Lucio España

Personal information
- Full name: Lucio Fernando España López
- Date of birth: 29 October 1971
- Place of birth: Colombia
- Date of death: 2 June 2005 (aged 33)
- Place of death: Jamundí, Colombia
- Position(s): Defender

Senior career*
- Years: Team / Apps / (Gls)
- 1994: Quindío / 21 / (0)
- 1995: Cortuluá / 23 / (6)
- 1996–1998: Bucaramanga / ? / (?)
- 1996: Pereira / ? / (?)
- 1999: Nacional / 19 / (0)
- 2000: Atlético Junior / 19 / (1)

= Lucio España =

Colombian footballer (1971-2005)

Lucio Fernando España López (29 October 1971 — 2 June 2005) was a Colombian footballer. The defender helped Atlético Nacional win the national league title in 1999, and also played for Atlético Bucaramanga, Real Cartagena, Atlético Junior, Deportes Quindío and Deportivo Pereira.

==Career==
España played well for Cortuluá during 1995, but a move to Deportivo Cali fell through after he failed a physical before the 1996–97 season began.

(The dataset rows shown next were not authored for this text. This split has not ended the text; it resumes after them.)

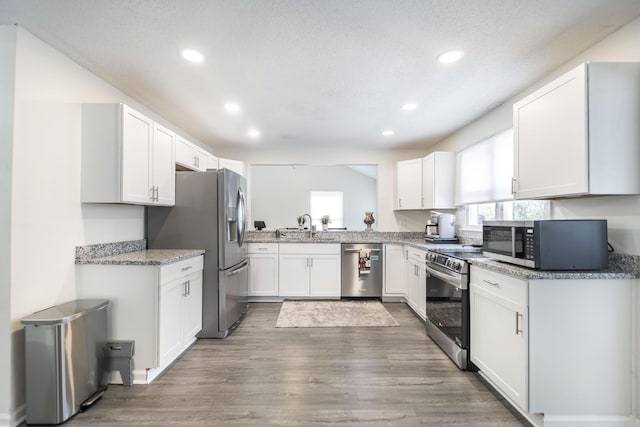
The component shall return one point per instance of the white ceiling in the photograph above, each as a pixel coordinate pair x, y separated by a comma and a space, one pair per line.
320, 73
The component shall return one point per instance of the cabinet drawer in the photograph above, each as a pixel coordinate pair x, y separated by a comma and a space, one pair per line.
263, 248
179, 269
310, 248
415, 255
507, 287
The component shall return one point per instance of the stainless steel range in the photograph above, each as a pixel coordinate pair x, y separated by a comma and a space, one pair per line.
448, 302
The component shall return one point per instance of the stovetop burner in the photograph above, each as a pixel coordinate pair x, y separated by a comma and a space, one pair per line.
454, 259
463, 254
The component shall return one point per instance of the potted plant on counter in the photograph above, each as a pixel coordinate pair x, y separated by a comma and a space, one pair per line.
326, 219
301, 221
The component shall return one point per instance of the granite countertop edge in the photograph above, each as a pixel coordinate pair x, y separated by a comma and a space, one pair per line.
620, 266
145, 257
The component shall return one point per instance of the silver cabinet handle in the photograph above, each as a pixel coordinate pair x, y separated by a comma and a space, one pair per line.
518, 330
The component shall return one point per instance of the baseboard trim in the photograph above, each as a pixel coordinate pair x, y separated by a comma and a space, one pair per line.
589, 420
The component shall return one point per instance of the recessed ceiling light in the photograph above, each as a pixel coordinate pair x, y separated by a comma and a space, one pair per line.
231, 106
192, 55
450, 56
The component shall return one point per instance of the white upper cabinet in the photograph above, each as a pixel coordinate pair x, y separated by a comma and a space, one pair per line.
234, 165
162, 166
438, 175
580, 134
426, 183
126, 157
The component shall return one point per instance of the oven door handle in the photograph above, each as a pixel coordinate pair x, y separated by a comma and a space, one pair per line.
453, 280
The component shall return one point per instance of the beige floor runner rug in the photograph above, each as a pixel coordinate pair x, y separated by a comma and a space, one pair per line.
331, 314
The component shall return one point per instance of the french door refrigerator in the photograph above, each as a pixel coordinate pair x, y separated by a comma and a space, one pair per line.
210, 214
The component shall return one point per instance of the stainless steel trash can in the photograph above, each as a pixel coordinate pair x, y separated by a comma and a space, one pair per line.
65, 359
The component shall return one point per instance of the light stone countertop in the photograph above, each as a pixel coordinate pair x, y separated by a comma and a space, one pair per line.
131, 252
146, 257
620, 267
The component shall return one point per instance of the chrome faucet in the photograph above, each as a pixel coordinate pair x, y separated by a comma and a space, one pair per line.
310, 226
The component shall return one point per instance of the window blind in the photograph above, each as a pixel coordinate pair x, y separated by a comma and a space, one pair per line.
484, 170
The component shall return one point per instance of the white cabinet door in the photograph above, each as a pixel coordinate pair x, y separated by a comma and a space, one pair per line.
394, 271
416, 283
438, 180
192, 308
263, 275
409, 184
550, 135
579, 134
421, 293
293, 275
170, 331
126, 157
163, 166
137, 137
499, 331
325, 273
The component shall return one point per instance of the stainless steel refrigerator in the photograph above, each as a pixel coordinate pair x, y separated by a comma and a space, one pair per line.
210, 214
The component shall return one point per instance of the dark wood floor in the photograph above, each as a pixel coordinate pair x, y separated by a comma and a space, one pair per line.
262, 375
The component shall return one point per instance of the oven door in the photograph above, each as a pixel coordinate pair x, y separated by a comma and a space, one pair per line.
448, 303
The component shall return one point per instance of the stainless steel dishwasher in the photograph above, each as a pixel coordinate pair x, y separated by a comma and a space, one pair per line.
362, 270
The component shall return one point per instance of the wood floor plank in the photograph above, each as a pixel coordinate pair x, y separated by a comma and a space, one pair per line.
267, 376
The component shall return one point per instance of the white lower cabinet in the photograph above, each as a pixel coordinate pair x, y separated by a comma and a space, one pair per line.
415, 270
263, 269
158, 307
180, 315
394, 271
309, 270
499, 331
558, 349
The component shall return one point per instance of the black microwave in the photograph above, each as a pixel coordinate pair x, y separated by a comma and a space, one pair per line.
548, 245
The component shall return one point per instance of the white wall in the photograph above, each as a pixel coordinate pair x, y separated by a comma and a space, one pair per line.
386, 218
7, 77
278, 194
48, 220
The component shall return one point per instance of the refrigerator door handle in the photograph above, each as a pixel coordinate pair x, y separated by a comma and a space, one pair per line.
243, 266
242, 217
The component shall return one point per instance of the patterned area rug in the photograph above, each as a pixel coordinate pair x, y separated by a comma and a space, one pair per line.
331, 314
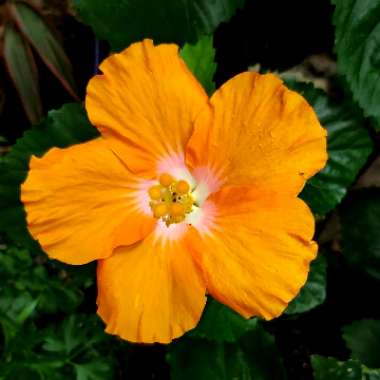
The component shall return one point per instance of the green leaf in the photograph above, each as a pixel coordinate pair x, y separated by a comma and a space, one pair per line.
332, 369
357, 44
221, 324
23, 71
360, 220
99, 370
253, 357
122, 22
313, 292
200, 60
61, 128
362, 338
44, 42
371, 374
349, 146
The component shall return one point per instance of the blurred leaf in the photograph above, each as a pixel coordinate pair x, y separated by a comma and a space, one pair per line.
200, 60
357, 43
349, 146
221, 324
332, 369
360, 220
75, 346
254, 357
313, 292
23, 71
98, 370
49, 49
362, 338
371, 374
127, 21
66, 126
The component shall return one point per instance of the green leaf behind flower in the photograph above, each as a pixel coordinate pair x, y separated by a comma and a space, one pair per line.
200, 60
61, 128
253, 357
313, 293
332, 369
349, 146
357, 44
221, 324
122, 22
360, 231
362, 338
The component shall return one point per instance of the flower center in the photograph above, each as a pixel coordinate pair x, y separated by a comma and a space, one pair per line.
170, 199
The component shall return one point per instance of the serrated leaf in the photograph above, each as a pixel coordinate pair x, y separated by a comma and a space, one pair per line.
127, 21
360, 220
44, 42
362, 338
253, 357
200, 60
313, 293
221, 324
349, 146
332, 369
357, 43
64, 127
22, 69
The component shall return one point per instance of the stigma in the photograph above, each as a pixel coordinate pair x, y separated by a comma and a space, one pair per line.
171, 199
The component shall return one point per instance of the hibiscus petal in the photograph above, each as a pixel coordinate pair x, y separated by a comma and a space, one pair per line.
259, 134
152, 291
82, 202
256, 252
145, 104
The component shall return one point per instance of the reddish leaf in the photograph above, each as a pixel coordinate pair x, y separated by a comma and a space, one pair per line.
22, 69
44, 42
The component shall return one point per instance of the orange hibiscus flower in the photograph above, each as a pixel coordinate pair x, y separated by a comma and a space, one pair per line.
182, 195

In 1999, España joined Atlético Nacional from Atlético Bucaramanga.

==Personal==
On 2 June 2005, España was shot by two thieves while picking up a nephew from a football field in Jamundí. A number of Colombian footballers have been shot the last 20 years, the most notable being Andrés Escobar. Other firearms victims include former Atlético Nacional players Albeiro Usuriaga, who was killed in Cali one year earlier, Omar Cañas, Martin Zapata, Elson Becerra, Jairo Zulbarán and Felipe Pérez Urrea.